The long “tanged point” blades would have been attached to an antler or bone shaft and used to clean animal skins, with evidence of tool making also found.
Professor Steven Mithen, from the University of Reading, said: "These blades are very distinctive to Ice Age Scotland.
"This gives us a really good indication that we have an Ice Age campsite, which dates from around 11,500 to 12,500 years ago, right at the end of the Ice Age.
"Potentially, this is the first preserved Ice Age campsite in Scotland.
“At the time, the sea level would have been a little lower than it is today and the temperature a lot cooler.
“Scotland, as it is called today, would still have been joined to the continent by Doggerland and we think these people would have come here on skin boats.
"We think they arrived from North Germany and Scandinavia and then edged their away around the north of the country to get here.
“They really were explorers and pioneers. This is the first time the landscape would have opened up after the Ice Age.”
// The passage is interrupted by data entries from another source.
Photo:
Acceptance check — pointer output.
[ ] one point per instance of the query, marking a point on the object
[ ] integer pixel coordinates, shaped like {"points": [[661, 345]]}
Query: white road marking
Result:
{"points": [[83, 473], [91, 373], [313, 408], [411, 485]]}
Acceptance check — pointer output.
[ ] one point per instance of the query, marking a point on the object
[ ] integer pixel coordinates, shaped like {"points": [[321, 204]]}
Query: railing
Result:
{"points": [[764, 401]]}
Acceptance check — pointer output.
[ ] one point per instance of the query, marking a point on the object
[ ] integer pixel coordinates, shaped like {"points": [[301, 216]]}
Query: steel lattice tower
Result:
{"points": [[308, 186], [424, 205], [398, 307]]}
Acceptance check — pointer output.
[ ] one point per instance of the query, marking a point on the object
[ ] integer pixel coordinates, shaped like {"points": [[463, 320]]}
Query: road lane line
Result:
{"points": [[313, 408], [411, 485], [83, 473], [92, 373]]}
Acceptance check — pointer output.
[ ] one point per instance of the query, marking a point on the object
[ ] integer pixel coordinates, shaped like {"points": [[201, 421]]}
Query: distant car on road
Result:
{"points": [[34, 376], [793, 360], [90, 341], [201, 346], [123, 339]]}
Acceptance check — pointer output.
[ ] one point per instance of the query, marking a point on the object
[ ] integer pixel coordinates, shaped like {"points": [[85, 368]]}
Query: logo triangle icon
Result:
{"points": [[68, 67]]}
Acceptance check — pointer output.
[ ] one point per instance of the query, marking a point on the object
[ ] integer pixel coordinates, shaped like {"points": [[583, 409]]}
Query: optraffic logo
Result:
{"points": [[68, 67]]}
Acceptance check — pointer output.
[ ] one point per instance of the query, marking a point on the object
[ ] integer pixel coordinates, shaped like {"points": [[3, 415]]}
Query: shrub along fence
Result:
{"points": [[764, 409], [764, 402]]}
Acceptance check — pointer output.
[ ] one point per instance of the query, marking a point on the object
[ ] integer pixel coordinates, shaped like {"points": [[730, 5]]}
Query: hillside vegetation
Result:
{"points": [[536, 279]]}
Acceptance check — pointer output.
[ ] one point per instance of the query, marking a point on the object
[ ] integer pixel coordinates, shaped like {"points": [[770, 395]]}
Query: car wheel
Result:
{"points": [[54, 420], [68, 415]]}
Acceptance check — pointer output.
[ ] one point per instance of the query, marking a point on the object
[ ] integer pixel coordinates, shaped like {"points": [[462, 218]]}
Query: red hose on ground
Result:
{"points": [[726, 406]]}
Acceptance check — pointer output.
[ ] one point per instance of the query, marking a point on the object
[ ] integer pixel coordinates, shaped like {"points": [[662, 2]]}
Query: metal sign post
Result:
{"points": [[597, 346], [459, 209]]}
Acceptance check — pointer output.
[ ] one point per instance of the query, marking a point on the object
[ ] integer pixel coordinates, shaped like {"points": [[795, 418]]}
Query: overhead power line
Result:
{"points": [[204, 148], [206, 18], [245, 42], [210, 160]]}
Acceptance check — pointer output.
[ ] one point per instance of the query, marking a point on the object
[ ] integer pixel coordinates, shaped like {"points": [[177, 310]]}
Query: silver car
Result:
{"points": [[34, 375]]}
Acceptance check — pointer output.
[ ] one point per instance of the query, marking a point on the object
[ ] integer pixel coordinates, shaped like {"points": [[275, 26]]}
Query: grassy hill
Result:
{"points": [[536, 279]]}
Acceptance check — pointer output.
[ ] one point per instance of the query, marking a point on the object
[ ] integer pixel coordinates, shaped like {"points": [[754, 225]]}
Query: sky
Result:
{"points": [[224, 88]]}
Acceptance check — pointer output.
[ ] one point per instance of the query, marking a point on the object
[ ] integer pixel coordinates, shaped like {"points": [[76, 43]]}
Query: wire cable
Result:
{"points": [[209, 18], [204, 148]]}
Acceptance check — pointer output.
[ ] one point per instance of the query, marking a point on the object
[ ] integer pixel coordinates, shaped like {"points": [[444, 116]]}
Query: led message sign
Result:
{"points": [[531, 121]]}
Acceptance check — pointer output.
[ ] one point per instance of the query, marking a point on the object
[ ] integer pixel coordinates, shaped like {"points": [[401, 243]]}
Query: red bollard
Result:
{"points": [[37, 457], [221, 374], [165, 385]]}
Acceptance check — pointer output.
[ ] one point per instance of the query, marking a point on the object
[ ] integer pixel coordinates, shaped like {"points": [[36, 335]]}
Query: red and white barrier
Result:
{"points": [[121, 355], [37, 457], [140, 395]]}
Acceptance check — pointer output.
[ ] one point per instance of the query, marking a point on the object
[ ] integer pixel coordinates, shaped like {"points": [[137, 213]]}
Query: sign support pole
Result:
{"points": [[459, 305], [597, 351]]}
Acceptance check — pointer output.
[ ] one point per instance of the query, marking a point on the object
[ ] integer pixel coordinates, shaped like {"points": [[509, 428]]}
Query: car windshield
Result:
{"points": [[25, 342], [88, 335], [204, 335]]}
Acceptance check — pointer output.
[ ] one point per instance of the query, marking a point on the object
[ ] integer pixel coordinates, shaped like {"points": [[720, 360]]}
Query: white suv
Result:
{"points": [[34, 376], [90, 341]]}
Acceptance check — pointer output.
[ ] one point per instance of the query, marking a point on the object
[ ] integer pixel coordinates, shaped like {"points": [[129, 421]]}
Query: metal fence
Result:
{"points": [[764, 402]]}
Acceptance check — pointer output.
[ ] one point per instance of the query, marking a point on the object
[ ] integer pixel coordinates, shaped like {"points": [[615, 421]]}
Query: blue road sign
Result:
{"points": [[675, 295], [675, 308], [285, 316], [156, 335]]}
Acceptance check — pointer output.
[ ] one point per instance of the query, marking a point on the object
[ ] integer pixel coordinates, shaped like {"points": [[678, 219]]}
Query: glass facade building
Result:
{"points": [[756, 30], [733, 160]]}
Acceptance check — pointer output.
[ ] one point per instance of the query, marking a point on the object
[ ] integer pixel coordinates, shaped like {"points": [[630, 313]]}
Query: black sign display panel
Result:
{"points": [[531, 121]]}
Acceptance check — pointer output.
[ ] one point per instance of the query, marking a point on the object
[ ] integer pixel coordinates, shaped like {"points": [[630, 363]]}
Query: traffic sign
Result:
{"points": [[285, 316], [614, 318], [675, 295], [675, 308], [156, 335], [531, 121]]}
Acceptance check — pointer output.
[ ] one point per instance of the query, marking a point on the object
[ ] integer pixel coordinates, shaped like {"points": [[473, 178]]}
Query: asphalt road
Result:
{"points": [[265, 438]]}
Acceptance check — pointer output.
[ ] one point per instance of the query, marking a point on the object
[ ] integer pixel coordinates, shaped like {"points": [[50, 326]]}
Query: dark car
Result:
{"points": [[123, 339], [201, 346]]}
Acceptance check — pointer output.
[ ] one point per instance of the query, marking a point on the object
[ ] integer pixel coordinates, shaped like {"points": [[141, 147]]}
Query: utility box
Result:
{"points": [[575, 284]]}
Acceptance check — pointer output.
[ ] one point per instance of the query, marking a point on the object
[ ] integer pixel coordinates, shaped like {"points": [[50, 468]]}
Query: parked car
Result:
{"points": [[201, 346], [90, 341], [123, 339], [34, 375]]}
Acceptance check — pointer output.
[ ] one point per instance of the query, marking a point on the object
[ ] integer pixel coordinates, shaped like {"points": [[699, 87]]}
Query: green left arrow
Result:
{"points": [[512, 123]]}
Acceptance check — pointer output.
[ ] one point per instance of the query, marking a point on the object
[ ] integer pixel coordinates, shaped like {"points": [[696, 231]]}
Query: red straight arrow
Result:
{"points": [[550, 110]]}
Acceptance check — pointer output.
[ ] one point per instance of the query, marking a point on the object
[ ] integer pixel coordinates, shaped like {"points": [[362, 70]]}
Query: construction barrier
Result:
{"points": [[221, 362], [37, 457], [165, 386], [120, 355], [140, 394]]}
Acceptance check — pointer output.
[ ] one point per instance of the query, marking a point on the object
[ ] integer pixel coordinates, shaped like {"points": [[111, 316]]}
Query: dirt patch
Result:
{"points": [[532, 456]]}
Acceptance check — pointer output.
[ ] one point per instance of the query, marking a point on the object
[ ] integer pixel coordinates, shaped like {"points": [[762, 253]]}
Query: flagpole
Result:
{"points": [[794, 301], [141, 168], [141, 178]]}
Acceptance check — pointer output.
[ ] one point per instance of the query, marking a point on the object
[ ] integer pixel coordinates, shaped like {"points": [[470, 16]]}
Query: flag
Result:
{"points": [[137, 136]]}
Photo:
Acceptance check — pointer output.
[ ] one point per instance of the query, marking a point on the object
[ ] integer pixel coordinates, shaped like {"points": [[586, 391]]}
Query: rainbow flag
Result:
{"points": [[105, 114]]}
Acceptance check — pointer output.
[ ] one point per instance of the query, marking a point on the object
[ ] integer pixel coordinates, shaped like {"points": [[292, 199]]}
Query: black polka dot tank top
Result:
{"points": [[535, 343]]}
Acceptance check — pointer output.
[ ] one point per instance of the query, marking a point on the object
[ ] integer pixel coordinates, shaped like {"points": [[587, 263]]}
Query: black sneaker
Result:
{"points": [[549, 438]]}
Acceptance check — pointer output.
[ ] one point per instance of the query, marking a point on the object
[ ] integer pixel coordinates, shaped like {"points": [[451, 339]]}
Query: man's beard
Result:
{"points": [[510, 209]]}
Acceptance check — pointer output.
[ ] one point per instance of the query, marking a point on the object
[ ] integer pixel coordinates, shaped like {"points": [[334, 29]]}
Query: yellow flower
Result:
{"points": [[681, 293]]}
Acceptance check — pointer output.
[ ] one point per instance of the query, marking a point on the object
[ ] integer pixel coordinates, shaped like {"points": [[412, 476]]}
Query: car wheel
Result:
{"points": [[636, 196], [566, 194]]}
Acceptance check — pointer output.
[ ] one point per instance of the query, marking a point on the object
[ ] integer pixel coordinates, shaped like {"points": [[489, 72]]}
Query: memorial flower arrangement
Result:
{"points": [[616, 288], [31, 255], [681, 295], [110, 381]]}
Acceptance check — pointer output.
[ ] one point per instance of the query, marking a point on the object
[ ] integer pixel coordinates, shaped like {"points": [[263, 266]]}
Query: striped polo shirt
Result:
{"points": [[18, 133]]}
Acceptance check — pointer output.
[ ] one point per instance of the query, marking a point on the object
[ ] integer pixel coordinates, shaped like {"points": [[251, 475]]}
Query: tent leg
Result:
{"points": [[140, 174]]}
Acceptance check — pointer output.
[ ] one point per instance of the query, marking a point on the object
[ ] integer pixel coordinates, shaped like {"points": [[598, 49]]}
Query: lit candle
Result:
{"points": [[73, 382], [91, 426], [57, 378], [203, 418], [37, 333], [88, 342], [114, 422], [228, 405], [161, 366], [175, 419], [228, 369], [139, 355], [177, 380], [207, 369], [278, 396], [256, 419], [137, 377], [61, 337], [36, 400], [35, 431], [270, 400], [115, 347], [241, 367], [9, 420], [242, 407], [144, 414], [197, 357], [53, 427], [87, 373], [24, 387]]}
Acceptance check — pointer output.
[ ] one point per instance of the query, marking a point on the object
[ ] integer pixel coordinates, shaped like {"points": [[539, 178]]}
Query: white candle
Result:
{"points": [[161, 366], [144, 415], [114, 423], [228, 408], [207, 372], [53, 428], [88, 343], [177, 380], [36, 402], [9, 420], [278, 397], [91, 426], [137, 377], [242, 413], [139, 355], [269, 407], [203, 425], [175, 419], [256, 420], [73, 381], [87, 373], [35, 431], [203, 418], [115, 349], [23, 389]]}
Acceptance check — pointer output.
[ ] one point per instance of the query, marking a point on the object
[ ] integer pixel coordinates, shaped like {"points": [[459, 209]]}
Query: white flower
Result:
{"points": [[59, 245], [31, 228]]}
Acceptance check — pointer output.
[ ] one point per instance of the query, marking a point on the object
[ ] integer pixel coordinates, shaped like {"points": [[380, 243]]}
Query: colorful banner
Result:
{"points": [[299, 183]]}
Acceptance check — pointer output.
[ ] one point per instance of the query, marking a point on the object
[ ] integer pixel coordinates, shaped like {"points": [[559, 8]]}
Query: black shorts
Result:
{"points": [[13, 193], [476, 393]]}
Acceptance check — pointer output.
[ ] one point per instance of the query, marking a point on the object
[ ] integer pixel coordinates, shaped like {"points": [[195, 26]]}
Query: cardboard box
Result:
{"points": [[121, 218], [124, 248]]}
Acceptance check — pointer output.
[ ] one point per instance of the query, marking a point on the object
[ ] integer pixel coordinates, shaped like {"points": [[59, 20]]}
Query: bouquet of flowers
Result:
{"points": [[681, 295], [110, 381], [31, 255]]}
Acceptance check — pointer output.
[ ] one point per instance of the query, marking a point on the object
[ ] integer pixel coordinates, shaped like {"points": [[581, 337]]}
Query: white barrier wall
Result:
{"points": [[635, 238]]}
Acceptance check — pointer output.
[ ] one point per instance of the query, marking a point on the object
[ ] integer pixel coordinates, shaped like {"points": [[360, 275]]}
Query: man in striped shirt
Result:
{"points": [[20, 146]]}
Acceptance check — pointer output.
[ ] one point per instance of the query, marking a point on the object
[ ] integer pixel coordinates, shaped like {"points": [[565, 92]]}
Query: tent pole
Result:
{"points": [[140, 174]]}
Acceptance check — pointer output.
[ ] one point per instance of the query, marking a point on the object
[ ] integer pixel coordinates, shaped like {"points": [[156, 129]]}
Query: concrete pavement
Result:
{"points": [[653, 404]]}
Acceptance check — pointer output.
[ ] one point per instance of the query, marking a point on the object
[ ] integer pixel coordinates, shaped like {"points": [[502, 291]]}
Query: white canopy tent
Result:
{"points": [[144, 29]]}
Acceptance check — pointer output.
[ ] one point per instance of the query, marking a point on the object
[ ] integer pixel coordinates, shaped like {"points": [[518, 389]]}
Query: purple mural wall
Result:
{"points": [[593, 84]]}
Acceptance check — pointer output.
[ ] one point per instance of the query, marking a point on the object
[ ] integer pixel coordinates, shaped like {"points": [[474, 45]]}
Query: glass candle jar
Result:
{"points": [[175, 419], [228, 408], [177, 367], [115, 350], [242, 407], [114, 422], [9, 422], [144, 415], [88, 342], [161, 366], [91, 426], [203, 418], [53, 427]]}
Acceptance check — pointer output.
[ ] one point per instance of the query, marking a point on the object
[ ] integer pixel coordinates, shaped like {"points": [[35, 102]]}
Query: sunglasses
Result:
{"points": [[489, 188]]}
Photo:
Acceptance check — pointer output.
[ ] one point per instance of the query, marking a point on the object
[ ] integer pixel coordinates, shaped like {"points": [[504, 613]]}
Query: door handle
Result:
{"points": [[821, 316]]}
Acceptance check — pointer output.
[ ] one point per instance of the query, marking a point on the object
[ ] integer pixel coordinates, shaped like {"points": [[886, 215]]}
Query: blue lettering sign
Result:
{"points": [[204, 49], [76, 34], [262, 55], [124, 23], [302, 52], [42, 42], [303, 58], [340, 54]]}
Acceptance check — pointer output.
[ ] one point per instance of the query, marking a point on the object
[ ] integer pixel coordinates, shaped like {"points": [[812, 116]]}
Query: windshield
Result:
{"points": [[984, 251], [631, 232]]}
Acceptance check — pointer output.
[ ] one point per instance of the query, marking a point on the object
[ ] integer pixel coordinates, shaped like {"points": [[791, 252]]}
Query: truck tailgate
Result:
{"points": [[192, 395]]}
Charcoal and sediment taken from the Ice Age layer are now with Aberdeen University, where the latter will be tested for ancient DNA of plants and animals to build up further detail on the everyday lives of the visitors.
The team also took a column of sediment from around the long flints that contained tephra volcanic ash. It is now known this corresponds to the type emitted by two eruptions in Iceland around 11,200 years ago, helping to further date the blades.
The Ice Age artefacts were found below a “beautifully preserved” Mesolithic hunter gatherer camp, where evidence of a domestic dwelling, including an “incredible” fireplace, was earlier found.
It was discovered after pigs brought in to eat bracken on the coastline started to turn up flints, which Prof Mithen then dated to the Mesolithic period.
Prof Mithen said the team was due to return next year to excavate further below the Mesolithic area to reach the “living floor” of the Ice Age layer.
As the Ice Age evolved into the Mesolithic period, and woodland started to cover large parts of Scotland, hunter gatherers survived on deer and wild boar.
"The west coast of Scotland is one of the richest areas for Mesolithic activity in Britain,” Prof Mithen said.
"Islay was one of the most important locations where these hunter gatherers went back to time and time again. We know from the fireplace it was important, a place for storytellers to gather, where information about the landscape would have been shared.”
Prof Mithen’s lecture Searching for the ice age pioneers: Excavations at Rubha Port an t-Seilich at the Society of Antiquaries London is on October 11.